- Citizenship: USA
- Education: Syracuse University (B.A.) Temple University (M.S.) University of Tennessee (Ph.D.)
- Occupation: psychologist;
- Organization: American Psychological Association;
- Awards: Gold Medal Award for Life Achievement (2009)

= Robert J. Resnick =

American psychologist (born 1940)

Robert J. Resnick (born December 16, 1940) is an American psychologist and former president of the American Psychological Association (APA). He was a faculty member at Randolph-Macon College and established one of the first clinics dedicated to the treatment of attention deficit hyperactivity disorder. While practicing in Virginia, he was the plaintiff in the U.S. Supreme Court case that established the autonomy of clinical psychologists.

==Biography==
Resnick graduated from Nottingham High School in Syracuse, New York. He received an undergraduate degree at Syracuse University, followed by master's and PhD degrees from Temple University and the University of Tennessee, respectively. At Syracuse, he was a member of the Syracuse Orange men's crew in 1960–61.

Resnick began his career at the Medical College of Virginia rising to the rank of Professor of Psychiatry and Pediatrics and Chair of the Division of Clinical psychology. He founded one of the earliest psychological clinics focused on patients with attention deficit hyperactivity disorder. In 1977, Resnick was the plaintiff in a Supreme Court case, Virginia Academy of Clinical Psychologists, and Robert J. Resnick, Ph.D. v. Blue Shield of Virginia. The case established clinical psychology's legal right to autonomous practice and reimbursement.

Resnick was a psychology professor at Randolph-Macon College. He received the Award for Distinguished Contribution to the Science and Profession of Clinical Psychology in 1993. He served as president of the APA in 1995. Resnick was an early promoter of prescriptive authority for psychologists. In 2009, he received the Gold Medal Award for Life Achievement in the Practice of Psychology from the American Psychological Foundation.

In 2008, the APA received a petition for a resolution condemning the employment of psychologists in institutions where people are detained in violation of the U.S. Constitution or international law. Resnick wrote the con statement to that petition, expressing concern that the petition was too broad and that it would be difficult to determine which settings violated the resolution.
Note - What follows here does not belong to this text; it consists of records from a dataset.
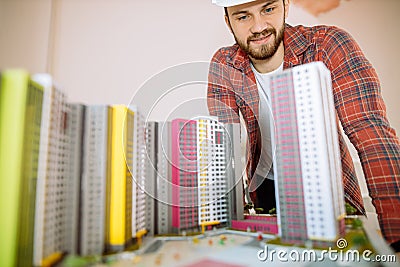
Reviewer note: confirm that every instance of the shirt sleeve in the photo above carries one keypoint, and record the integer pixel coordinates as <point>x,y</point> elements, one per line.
<point>362,112</point>
<point>221,99</point>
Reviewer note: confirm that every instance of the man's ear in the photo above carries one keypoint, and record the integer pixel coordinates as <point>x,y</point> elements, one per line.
<point>228,23</point>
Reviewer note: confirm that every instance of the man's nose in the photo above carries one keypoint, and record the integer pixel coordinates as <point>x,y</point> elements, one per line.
<point>259,24</point>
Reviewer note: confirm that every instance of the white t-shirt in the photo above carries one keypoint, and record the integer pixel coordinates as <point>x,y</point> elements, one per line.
<point>264,167</point>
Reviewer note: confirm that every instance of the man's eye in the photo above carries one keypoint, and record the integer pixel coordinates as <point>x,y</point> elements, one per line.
<point>269,10</point>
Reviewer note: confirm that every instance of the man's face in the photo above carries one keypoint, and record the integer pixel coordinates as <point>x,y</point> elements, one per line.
<point>258,26</point>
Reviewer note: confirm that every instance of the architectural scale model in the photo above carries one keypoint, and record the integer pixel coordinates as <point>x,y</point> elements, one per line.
<point>310,200</point>
<point>106,178</point>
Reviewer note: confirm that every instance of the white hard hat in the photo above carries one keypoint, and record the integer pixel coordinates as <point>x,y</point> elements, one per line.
<point>228,3</point>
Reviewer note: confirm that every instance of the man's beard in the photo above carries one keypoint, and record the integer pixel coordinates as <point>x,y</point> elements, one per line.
<point>265,51</point>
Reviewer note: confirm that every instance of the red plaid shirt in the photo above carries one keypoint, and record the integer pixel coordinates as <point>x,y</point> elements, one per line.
<point>359,107</point>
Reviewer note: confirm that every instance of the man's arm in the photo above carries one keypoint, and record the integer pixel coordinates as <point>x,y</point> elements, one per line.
<point>362,112</point>
<point>220,95</point>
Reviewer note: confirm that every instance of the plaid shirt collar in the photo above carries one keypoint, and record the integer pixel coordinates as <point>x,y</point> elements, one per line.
<point>295,45</point>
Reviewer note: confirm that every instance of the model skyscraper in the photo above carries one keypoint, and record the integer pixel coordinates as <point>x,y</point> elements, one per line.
<point>310,201</point>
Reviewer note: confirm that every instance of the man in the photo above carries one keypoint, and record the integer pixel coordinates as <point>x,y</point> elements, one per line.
<point>265,44</point>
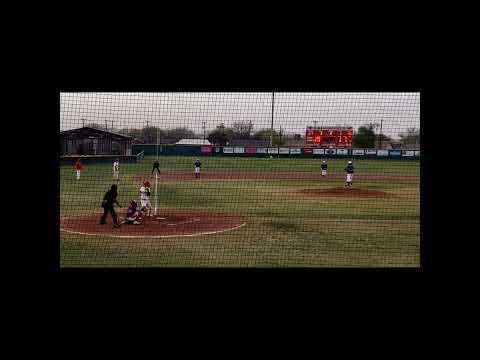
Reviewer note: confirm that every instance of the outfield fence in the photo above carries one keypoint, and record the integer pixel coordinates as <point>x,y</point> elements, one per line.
<point>284,152</point>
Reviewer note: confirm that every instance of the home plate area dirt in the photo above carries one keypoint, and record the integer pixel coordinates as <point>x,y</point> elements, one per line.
<point>168,223</point>
<point>345,192</point>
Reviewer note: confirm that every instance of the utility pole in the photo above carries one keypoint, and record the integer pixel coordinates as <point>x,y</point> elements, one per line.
<point>381,125</point>
<point>271,129</point>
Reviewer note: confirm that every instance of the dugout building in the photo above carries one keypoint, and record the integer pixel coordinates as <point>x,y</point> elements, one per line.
<point>90,141</point>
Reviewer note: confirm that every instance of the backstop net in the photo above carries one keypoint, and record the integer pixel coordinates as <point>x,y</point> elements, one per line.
<point>241,179</point>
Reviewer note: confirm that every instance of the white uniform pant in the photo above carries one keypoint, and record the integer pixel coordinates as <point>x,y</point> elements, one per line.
<point>145,203</point>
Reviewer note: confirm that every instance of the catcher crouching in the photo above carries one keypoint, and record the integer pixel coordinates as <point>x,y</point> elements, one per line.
<point>146,206</point>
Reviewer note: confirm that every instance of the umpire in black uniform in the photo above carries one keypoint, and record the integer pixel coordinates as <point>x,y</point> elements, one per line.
<point>156,166</point>
<point>109,199</point>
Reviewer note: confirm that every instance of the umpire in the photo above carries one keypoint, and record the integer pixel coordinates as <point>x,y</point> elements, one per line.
<point>156,166</point>
<point>109,200</point>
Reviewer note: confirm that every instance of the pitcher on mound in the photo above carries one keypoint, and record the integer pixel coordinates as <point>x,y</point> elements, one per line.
<point>146,206</point>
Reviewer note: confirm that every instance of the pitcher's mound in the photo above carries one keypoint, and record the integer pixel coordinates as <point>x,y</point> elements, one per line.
<point>345,192</point>
<point>168,223</point>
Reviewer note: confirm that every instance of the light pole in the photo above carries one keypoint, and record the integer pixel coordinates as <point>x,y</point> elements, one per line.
<point>381,135</point>
<point>271,129</point>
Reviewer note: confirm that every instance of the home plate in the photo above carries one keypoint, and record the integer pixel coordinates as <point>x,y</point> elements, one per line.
<point>184,222</point>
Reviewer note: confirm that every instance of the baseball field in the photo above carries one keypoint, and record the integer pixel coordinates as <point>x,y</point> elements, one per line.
<point>246,212</point>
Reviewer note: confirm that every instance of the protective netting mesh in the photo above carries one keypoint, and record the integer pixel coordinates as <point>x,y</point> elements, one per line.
<point>243,180</point>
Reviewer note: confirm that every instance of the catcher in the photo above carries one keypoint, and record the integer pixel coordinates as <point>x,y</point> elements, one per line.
<point>133,215</point>
<point>79,168</point>
<point>198,165</point>
<point>116,170</point>
<point>109,199</point>
<point>145,198</point>
<point>324,167</point>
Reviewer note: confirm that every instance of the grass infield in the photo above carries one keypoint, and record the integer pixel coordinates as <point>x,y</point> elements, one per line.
<point>285,227</point>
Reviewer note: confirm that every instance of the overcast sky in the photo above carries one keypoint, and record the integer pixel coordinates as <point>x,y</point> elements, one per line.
<point>292,111</point>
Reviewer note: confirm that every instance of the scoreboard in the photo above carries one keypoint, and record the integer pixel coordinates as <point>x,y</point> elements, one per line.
<point>329,137</point>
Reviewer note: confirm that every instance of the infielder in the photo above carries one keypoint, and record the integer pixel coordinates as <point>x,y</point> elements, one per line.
<point>78,168</point>
<point>324,167</point>
<point>156,166</point>
<point>145,198</point>
<point>116,170</point>
<point>198,165</point>
<point>349,171</point>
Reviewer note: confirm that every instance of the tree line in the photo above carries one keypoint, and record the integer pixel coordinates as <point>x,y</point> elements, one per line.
<point>366,136</point>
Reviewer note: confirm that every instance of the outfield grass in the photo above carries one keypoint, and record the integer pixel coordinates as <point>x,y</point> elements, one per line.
<point>284,227</point>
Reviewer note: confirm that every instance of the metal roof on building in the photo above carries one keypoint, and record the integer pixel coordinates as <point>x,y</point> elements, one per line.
<point>87,130</point>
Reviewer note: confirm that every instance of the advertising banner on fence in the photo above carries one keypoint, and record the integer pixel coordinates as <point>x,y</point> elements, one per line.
<point>206,149</point>
<point>358,152</point>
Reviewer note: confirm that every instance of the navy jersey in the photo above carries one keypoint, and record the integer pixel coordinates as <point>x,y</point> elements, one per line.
<point>131,212</point>
<point>349,168</point>
<point>110,198</point>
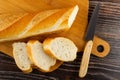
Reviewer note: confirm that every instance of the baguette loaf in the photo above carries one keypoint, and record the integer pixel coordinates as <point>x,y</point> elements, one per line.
<point>20,55</point>
<point>38,57</point>
<point>39,23</point>
<point>60,48</point>
<point>7,19</point>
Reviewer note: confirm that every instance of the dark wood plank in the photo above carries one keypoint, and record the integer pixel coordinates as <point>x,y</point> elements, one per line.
<point>108,68</point>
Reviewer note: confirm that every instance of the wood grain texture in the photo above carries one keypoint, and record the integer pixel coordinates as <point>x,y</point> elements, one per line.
<point>108,68</point>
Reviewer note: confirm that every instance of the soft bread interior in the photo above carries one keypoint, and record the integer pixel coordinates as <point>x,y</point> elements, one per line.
<point>60,48</point>
<point>39,57</point>
<point>21,56</point>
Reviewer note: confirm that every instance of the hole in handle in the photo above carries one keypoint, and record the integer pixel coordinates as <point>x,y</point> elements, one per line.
<point>100,48</point>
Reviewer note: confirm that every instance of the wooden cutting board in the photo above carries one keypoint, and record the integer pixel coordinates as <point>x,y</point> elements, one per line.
<point>77,31</point>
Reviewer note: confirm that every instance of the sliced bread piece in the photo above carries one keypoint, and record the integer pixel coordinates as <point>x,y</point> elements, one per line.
<point>38,57</point>
<point>20,55</point>
<point>60,48</point>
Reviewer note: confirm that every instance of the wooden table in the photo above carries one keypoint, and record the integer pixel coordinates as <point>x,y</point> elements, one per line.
<point>107,68</point>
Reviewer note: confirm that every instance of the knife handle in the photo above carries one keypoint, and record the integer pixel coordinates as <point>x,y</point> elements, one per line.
<point>100,48</point>
<point>85,59</point>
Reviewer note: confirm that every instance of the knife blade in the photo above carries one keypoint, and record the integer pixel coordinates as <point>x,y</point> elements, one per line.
<point>89,39</point>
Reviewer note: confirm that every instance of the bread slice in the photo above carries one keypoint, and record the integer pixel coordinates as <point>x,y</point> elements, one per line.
<point>38,57</point>
<point>60,48</point>
<point>20,55</point>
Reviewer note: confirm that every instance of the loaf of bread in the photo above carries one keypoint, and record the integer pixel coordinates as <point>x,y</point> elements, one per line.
<point>38,57</point>
<point>7,19</point>
<point>20,55</point>
<point>60,48</point>
<point>43,22</point>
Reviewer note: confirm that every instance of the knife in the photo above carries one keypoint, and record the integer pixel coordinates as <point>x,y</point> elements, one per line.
<point>89,42</point>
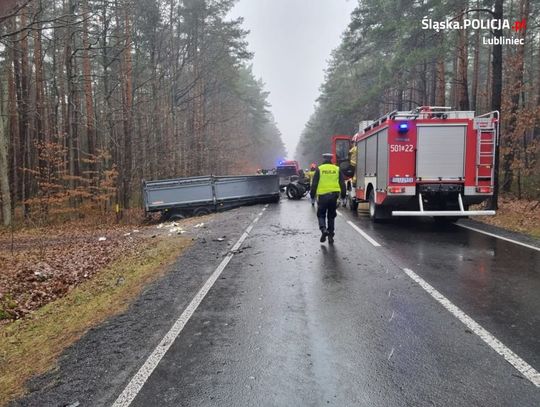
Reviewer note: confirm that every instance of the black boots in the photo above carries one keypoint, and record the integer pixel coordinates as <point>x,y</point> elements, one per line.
<point>324,233</point>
The resolution was subsequently approved following a vote of the organization's membership.

==Publications==
Articles
- Resnick, Robert J. (2005). "Attention deficit hyperactivity disorder in teens and adults: They don't all outgrow it." Journal of Clinical Psychology, 61(5), 529–533.
- Resnick, Robert J., Ax, Robert K., Fagan, Thomas J., Nussbaum, David. (2012). "Predoctoral prescriptive authority curricula: A training option." Journal of Clinical Psychology 68(3), 246–262.
- Root, Richard W. and Resnick, Robert J. (2003). "An update on the diagnosis and treatment of attention-deficit/hyperactivity disorder in children." Professional Psychology: Research and Practice 34(1), 34–41.

Books
- Resnick, Robert J. (2005). The Hidden Disorder: A Clinician's Guide to Attention Deficit Hyperactivity Disorder in Adults.
- Resnick, Robert and Rozensky, Ronald. (1996). Health Psychology Through the Life Span: Practice and Research Opportunities.